As eleições de domingo na Suécia puseram um “fim à política de blocos na Suécia”, disse o primeiro-ministro, Stefan Löfven, aos militantes sociais-democratas, depois de o partido ganhar as eleições de domingo com o pior resultado num século. Os suecos acordaram ontem com o destino do país num impasse: nenhum dos tradicionais grandes blocos da fragmentada paisagem política conseguiu alcançar uma votação que lhe permita governar em maioria. A coligação que atualmente dirige o país (dos sociais-democratas com os Verdes e apoio parlamentar dos ex-comunistas do Partido de Esquerda) juntou 144 deputados, enquanto a Aliança conservadora obteve 143, distante dos 175 deputados necessários num parlamento de 349 lugares. De fora destas contas ficam os Democratas Suecos (DS), partido anti-imigração com raízes no movimento neonazi, terceiro mais votado, com 62 deputados e com quem ninguém parece ter vontade de se coligar.

O partido Moderado, o maior da coligação conservadora, teve um fraco resultado eleitoral, vendo a sua bancada reduzir-se em 14 lugares, o que o torna o maior perdedor das eleições de domingo. Algo que não impediu o seu líder, Ulf Kristersson, de pedir a saída de Löfven: “Este governo teve a sua oportunidade. Tem de se demitir.”

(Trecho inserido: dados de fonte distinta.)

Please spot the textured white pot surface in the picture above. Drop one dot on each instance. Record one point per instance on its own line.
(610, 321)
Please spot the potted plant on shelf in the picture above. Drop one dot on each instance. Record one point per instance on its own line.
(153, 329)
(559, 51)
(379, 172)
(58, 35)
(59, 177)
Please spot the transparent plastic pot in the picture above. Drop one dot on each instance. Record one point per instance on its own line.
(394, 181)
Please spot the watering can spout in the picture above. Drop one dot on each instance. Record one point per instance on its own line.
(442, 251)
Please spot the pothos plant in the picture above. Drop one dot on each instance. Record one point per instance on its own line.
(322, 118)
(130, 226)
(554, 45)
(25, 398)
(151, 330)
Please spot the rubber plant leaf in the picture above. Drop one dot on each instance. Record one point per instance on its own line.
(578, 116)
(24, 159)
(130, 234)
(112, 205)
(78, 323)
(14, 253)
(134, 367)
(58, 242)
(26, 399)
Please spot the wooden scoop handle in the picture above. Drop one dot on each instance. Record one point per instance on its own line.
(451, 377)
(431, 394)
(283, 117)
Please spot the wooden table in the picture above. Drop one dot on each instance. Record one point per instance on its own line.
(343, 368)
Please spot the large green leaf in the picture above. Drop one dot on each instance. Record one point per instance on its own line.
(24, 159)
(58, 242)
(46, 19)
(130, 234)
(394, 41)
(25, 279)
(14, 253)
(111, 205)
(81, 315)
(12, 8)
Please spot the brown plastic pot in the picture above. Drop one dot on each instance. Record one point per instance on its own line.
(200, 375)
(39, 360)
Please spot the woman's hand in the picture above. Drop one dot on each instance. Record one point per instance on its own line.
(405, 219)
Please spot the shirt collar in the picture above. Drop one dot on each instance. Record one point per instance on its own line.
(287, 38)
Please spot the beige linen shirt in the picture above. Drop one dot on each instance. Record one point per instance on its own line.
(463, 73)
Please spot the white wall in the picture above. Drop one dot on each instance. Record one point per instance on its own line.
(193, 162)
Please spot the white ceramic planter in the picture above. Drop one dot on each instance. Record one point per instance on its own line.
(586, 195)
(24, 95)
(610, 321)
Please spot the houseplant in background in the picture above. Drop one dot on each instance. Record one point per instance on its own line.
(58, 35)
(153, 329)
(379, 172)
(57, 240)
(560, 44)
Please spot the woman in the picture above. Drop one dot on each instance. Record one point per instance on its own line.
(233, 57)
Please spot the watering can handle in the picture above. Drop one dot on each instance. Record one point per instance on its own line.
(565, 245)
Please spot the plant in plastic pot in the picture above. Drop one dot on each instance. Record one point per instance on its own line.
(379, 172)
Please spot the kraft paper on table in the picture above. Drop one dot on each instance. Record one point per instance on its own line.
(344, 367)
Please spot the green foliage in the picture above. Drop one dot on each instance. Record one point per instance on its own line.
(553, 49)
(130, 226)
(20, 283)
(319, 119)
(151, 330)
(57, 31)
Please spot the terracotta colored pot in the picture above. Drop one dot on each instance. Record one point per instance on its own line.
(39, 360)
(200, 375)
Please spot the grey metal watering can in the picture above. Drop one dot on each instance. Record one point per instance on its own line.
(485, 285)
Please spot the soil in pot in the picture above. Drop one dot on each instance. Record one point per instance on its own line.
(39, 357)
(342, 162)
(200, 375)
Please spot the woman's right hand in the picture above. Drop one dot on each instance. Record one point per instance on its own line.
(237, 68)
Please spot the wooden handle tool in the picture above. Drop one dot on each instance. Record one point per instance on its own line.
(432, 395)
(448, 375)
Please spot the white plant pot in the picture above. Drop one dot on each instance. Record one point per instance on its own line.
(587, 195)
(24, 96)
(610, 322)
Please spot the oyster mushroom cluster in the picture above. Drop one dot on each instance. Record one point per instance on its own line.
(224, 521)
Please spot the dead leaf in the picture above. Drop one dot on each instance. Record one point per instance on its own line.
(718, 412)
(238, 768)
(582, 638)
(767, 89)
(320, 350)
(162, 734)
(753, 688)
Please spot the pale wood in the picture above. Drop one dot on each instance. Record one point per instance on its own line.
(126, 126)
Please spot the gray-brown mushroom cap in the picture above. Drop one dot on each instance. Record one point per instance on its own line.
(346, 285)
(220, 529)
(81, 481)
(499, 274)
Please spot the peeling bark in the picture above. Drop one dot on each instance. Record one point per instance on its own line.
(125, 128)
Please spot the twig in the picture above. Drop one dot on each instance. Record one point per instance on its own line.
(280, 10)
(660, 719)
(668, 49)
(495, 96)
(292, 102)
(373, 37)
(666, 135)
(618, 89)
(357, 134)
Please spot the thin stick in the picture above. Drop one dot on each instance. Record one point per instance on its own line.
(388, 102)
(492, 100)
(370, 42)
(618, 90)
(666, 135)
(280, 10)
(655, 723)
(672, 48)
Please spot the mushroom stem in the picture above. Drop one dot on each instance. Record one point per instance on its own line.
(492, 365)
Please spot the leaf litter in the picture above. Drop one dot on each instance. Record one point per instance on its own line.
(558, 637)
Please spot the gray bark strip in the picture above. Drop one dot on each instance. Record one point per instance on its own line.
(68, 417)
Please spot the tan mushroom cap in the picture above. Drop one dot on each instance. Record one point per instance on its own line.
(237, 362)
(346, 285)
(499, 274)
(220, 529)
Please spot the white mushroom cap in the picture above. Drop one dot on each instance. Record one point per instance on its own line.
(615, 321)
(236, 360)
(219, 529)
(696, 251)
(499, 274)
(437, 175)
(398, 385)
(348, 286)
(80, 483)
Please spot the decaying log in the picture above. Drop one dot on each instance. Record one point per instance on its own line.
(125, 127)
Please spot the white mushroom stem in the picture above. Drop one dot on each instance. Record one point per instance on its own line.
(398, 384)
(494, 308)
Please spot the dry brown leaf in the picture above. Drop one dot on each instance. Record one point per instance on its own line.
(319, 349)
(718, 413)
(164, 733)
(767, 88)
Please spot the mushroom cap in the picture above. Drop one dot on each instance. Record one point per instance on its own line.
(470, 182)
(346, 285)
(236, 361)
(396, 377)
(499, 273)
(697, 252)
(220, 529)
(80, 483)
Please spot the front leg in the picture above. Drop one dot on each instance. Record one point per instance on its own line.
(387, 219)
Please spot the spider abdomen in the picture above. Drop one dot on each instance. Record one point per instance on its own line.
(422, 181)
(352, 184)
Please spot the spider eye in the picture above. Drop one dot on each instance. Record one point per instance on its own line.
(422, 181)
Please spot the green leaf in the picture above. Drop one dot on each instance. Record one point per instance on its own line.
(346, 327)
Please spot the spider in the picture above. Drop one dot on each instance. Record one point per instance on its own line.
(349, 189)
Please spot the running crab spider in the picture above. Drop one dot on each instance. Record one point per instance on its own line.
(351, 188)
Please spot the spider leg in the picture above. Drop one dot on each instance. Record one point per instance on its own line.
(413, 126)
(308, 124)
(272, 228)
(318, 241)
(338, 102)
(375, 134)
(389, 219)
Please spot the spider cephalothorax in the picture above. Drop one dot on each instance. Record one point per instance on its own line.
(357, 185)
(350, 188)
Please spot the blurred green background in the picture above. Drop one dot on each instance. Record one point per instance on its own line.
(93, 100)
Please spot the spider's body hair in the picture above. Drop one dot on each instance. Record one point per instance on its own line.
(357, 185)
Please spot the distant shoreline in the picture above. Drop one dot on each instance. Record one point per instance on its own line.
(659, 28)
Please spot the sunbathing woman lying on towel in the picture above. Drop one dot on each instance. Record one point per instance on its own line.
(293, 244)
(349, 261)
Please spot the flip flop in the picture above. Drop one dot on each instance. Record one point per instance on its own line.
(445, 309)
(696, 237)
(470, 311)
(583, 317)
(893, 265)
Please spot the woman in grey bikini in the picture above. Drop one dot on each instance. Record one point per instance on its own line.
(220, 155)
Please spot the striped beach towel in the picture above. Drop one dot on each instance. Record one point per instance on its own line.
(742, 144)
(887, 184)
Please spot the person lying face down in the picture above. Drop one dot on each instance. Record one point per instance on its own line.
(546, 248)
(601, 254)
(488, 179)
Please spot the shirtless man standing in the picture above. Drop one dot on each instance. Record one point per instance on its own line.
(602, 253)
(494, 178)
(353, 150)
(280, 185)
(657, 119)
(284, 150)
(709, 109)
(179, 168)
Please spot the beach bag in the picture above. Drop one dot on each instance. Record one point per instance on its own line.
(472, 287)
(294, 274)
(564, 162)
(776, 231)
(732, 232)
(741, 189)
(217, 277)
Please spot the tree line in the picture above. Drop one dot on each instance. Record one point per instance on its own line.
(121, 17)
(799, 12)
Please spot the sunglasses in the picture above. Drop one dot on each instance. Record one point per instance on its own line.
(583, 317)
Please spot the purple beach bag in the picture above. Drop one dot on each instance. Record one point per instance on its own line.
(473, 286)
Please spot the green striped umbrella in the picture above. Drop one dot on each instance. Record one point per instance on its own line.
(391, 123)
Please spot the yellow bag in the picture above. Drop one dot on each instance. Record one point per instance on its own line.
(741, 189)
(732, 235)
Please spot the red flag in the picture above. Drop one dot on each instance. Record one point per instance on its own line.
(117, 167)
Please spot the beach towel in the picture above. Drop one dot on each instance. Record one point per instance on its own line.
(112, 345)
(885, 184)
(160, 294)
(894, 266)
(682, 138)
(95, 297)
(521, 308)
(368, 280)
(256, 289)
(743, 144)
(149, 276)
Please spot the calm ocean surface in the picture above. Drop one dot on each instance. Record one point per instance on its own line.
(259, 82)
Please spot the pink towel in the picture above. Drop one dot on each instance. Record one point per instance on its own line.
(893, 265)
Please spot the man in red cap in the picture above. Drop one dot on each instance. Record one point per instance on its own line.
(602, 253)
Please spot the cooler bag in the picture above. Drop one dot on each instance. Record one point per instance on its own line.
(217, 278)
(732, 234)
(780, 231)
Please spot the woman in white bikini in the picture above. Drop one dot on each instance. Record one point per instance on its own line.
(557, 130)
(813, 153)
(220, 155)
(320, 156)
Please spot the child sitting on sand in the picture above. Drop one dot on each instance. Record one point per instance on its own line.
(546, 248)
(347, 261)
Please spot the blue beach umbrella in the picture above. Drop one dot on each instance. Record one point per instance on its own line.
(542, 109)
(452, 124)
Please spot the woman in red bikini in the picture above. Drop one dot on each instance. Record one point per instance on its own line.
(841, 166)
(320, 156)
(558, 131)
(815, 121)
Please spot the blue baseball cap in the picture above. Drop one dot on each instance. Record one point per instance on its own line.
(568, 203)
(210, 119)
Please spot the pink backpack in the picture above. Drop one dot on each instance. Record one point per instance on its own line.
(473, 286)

Os sociais-democratas, centro habitual da política sueca, desceram pela primeira vez dos 30% em 100 anos (28,4%). O Moderado, apesar de manter o segundo lugar, ao contrário do que dizia a maioria das sondagens (que colocavam o DS nessa posição), derrapa para menos de 20% (19,8%), numa descida percentual maior que a dos sociais-democratas - tiveram 23,3% em 2014, contra os 31% do partido de Löfven.

Para assumir o poder, Kristersson precisaria de um acordo parlamentar com o DS, cortando o cordão sanitário que os partidos tradicionais sempre mantiveram em relação a um partido neonazi que conseguiu representação parlamentar pela primeira vez nas eleições de 2010. Dos 20 deputados nesse sufrágio, passaram para 49 há quatro anos e 62 agora - uma subida enorme, embora não tanto como se chegou a prever.

Jimmie Akesson, o líder do DS, já se mostrou disponível para acordos com a direita em troca de restrições à imigração. “Fortalecemos o nosso papel como fiel da balança. Vamos ganhar verdadeira influência na política sueca”, afirmou. Para o chefe da bancada parlamentar do partido, Mattias Karlsson, citado pelo “Guardian”, “quando o mesmo partido está sempre a aumentar e os outros partidos estão estagnados, temos de ouvir a parte da população que vota nesse partido”.

No entanto, Kristersson colocou essa hipótese de lado com veemência, dizendo aos seus apoiantes que nunca estabelecerá acordos com o DS. “Temos sido sempre muito claros durante toda a campanha. A aliança não governa nem discute a forma de governo com os Democratas Suecos.”

Eleições antecipadas A manter a sua palavra, Kristersson terá pouca margem de manobra para exigir seja o que for aos sociais-democratas. E aí começa a ganhar contornos de inevitabilidade aquilo que os suecos nunca viram desde 1958, ou seja, há precisamente 60 anos: eleições antecipadas.

Não é caminho que os partidos estejam muito tentados a seguir. “As eleições antecipadas não são muito populares na Suécia, não tivemos nenhuma desde 1958 e foi com uma outra Constituição. A minha perspetiva é que os partidos vão trabalhar muito para evitar outra eleição”, disse ao The National Anders Sannerstedt, analista político da Universidade Lunds, na Suécia.

O sistema político sueco favorece a dispersão do voto e o país está habituado às alianças governativas (no executivo, no parlamento, permanentes, pontuais) - em 52 dos últimos 60 anos, os executivos eram minoritários. No entanto, desta vez, a situação é diferente, porque o crescimento da extrema-direita deixa os dois blocos tradicionais de partidos sem maioria para governar. Outras relações são precisas, pois as duas coligações pré-eleitorais não mereceram o apoio dos eleitores.

O outro cenário possível seria os sociais--democratas romperem a relação à esquerda, aliando-se ao partido do Centro e ao Liberal, o que dá mais deputados (151), mas manteria o governo como minoritário. As próximas semanas dirão.